3.) How does one get into doing research and higher level development in a non-IT company versus just being in charge of maintaining existing programs?

  • Progressive is a software company. It is the bad programmers that get stuck with maintenance in a company.

4.) Was it like having multiple managers and having to jump from team to team?

  • It is not as traumatic as you would think. If you do not like jumping to different teams, most companies are considerate enough to take your personal preference into consideration.

5.) Did you masters degree make you gain more knowledge as a programmer?

  • He had difficultly answering whether it made him a better programmer, but he said it taught him to try hard. "You can't be a good programmer if you don't love it.
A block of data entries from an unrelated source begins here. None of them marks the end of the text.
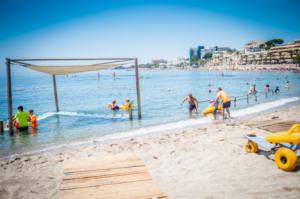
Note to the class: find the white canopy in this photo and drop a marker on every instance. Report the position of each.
(63, 70)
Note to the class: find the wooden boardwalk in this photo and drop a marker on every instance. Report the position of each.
(120, 177)
(272, 126)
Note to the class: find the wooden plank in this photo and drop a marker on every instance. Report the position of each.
(122, 177)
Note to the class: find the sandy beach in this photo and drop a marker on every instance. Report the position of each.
(206, 161)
Like being a musician, you can't expect to be a good guitar player if you don't love playing the guitar."

6.) Should you be worried if the job you are applying to involves a language that one if unfamiliar with?

  • No, you should not let that hinder you from applying to a job.

7.) Do you experience the business side of the company changing their mind about how things should work while you are working on a project?

  • Yes. Sometimes the people higher up in the company fight among themselves and you don't know who to listen to.

8.) What are deadline expectations like at Progressive?

  • They are not too harsh. Sometimes you will get a pep talk. The important part is to be working hard.

9.) Can you talk about the R&D aspects at Progressive?

  • They are trying to do more industry standard development vs. in-house development. Every once in a while they do R&D in the planning phase of the business side. They also engage in prototyping and have a user lab in which outsiders try to use a website/mobile application to see which areas they found easy to work with and which areas they found difficult.

Follow-Up Questions

1.) Is it typical for Progressive's interviews to be mainly behavioral questions?

  • "For college hires at Progressive, the interview questions we ask are overwhelmingly behavior based, but we do obviously notice technical experience on a resume and could throw in a few technical questions."

2.) When would you be interested in coming back at John Carroll as a recruiter?

  • "My plan is to personally hold an info session myself to recruit Juniors and Seniors in the Fall of 2015. Between now and that time, I’ll be in touch with Dr. Palmer."